With too much play, the clutch can be difficult to completely engage. Typically, you’ll want about a half an inch of play in the cable if you’re measuring at the outer end of the cable. Many clutch types have two adjustment points:
At the lever, the fine adjustment allows you to fine-tune the amount of play in the lever. But eventually, you’ll run out of room to adjust there.
Down at the other end of the clutch cable, at the clutch itself, is the coarse adjustment, which allows you to make big swings at the play in the cable.
Replacing the Clutch Cable
A clutch cable will eventually stretch and run out of adjustment. When this happens, you’ll need to replace the clutch cable on your motorcycle or ATV.
This involves disconnecting the clutch cable at the lever end and the clutch end, then removing the cable and installing a new one. In many cases, you can use electrical tape to attach the new cable to the old cable at the clutch end and then pull the old cable out, dragging the new cable into the correct route through the frame.
How to Inspect the Clutch on a Motorcycle or ATV
Your machine’s clutch is comprised of an outer basket connected to the crankshaft and an inner hum connected to the transmission’s input shaft.
The outer basket is turned by the crankshaft, and the inner hub turns the input shaft and from there, the gears in the transmission. Between the turning of the clutch basket and of the hub, a set of friction plates interact with varying degrees of pressure, which can allow them to spin freely past each other or turn each other as pressure is increased.

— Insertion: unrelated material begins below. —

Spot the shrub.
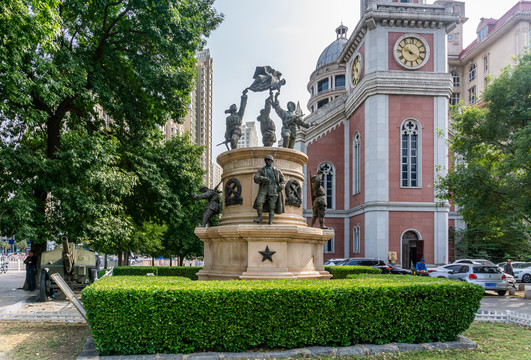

When the clutch isn’t engaged, slipping plates can reduce power, since the full rotational force of the crankshaft is not being transferred to the hub and transmission. When you feel this reduction of power, that’s a sign that the plates are wearing. Worn, overheated clutch plates have a distinctive smell that’ll tell you when it’s time to inspect them.
Worn friction plates can be measured to determine how much of the friction material remains on the plate. Drive plates, the metal plates in the clutch basket, look discolored when worn.
On the clutch basket itself, look for notches in the channels that hold the friction and drive plates. The plates should slide freely inside the channels. You shouldn’t sand down any notches or imperfections in the baskets, since they’re built to exacting specifications and really tight tolerances.
Another thing to inspect is the clutch springs. They rarely fail, but as they’re subjected to thousands of heat cycles, the metal in the springs can fatigue. As they do, they lose their stiffness and may not fully engage the plates. If you’re pulling the clutch lever and it doesn’t have the resistance it used to, the springs are likely done and it’s time for a clutch inspection.